TV Review: The Crown Episodes 1 + 2

"The country needs to be led by someone strong"


You'd be hard-pressed not to know that Netflix have a new series called The Crown as a substantial portion of the £100 million plus budget has clearly been spent on blanket marketing coverage. And like a good punter brainwashed by adverts, I've watched the first two episodes to get a sense of what it is like.

Written by Peter Morgan and directed by Stephen Daldry, its credentials are impeccable and there is a slight sense of stepping on the BBC's toes here, something alluded to in pre-show publicity that informed us the Beeb were less than willing to share archive footage from Buckingham Palace. But with as considerable and lavishly-spent a budget as this, the comparison isn't quite fair as the ambitions here are most grand.

The aim is to take through the rein of Elizabeth II - six series are planned in groups of two, so we have Claire Foy playing the young Princess Elizabeth and Matt Smith as Philip Mountbatten for this series and the next, and then they'll be replaced by older actors. 
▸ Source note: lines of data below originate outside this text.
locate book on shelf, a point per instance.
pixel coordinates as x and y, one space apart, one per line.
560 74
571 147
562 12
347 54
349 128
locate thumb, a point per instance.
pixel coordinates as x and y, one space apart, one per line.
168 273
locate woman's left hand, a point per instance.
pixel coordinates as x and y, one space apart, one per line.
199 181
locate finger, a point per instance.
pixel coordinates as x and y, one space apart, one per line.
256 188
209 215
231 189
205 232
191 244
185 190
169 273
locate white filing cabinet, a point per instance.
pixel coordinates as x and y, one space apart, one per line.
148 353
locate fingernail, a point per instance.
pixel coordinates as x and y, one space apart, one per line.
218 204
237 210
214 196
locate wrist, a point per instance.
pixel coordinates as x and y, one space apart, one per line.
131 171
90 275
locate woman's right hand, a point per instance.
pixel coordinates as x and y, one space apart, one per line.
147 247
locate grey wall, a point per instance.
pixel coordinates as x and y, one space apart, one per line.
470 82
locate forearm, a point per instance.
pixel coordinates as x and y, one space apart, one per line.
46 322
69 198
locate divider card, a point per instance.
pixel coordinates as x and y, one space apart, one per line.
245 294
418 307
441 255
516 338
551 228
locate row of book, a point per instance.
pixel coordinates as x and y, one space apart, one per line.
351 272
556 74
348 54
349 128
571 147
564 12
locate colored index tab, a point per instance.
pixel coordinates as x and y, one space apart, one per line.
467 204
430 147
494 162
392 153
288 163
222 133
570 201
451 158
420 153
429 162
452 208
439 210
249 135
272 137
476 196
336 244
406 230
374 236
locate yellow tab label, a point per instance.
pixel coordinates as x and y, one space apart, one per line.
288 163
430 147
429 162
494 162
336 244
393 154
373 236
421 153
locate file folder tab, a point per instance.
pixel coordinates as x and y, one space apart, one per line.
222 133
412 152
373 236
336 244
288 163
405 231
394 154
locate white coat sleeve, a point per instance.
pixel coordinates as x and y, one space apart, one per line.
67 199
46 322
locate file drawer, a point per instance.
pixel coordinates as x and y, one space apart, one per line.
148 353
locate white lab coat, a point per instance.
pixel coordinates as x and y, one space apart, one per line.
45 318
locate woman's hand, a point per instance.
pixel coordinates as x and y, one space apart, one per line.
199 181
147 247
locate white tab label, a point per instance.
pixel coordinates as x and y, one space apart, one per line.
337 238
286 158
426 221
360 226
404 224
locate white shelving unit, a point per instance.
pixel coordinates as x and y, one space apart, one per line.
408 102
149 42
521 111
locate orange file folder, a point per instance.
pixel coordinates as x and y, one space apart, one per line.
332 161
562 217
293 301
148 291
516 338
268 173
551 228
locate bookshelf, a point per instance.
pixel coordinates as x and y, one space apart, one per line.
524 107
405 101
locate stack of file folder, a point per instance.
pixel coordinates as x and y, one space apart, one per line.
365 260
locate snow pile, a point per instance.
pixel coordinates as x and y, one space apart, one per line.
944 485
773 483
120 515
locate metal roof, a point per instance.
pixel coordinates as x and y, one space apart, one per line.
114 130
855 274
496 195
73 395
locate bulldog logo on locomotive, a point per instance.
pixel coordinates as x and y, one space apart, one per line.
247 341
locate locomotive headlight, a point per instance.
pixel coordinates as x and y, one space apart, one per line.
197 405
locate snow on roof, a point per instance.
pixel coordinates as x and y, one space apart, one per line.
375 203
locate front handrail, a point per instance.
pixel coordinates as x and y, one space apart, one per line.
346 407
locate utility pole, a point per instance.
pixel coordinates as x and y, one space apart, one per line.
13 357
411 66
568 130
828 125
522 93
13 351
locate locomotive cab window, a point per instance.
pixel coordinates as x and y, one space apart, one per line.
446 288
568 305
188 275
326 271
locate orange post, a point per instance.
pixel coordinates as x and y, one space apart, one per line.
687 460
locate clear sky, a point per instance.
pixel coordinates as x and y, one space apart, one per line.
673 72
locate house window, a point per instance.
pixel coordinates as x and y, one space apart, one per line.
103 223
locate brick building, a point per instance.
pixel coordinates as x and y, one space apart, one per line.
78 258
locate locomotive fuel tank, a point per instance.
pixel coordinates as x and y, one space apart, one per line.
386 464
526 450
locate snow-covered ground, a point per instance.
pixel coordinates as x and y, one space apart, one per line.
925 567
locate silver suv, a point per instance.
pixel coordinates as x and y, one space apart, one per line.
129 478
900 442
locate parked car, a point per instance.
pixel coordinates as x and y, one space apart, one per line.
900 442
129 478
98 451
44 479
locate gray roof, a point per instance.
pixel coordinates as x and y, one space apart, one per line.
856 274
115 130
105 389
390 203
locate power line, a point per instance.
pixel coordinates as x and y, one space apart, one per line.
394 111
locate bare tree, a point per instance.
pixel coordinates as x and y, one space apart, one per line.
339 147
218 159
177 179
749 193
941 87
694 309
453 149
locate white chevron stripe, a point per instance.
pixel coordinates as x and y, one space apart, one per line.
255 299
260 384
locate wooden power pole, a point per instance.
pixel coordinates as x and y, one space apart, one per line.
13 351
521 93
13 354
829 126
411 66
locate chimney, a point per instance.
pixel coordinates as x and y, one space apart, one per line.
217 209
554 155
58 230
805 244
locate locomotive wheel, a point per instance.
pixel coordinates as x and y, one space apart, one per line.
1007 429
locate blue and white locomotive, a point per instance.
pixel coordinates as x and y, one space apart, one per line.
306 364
But for now, they'll do just fine as they fit into the roles perfectly - Foy's Elizabeth sparkling with hints of real personality longing to exert itself before the weight of statehood descends and Smith's patient Philip showing signs of the roguish unpredictability, here explained as a coping mechanism to deal with the subservient role to which he had to adapt as the spouse of a monarch. 

And as befits a major period drama, there's a cracking supporting cast around them. Dame Eileen Atkins and Victoria Hamilton as preceding Queens Mary and Elizabeth, John Lithgow's redoubtable Churchill, Ben Miles' faithful if flirtatious Peter Townsend and Harry Hadden-Paton's faithful private secretary Martin Charteris. With sweeping cinematography from Adriano Goldman taking in sun-bleached Kenyan vistas with as much skill as the fog-haunted Scottish countryside, The Crown never looks never less than amazing, at least in these opening instalments.

It does however also suffer from some clunking moments of stodgy writing - exposition often dumped in the most ridiculous of ways, as in the man who has to explain to Elizabeth that her father's real name was Albert and he took the name George on accession to the throne as if this might be news to her. And with the focus naturally on the Royal Family (and the government), the lack of social context - whether in exploring the declining imperial role of the UK or looking at post-war British society - lends a slightly too-glossy sheen thus far.

But there have been lovely moments too - Smith espousing the conflict between love and duty perfectly, Vanessa Kirby's underused Margaret making an achingly beautiful case for a royal who'll never take priority in that particular household, and Dame Harriet Walter doing volumes with approximately 5 lines of dialogue and a world of emotion in her face as Clementine Churchill. I'll look forward to catching up with the rest of the series when I eventually find time...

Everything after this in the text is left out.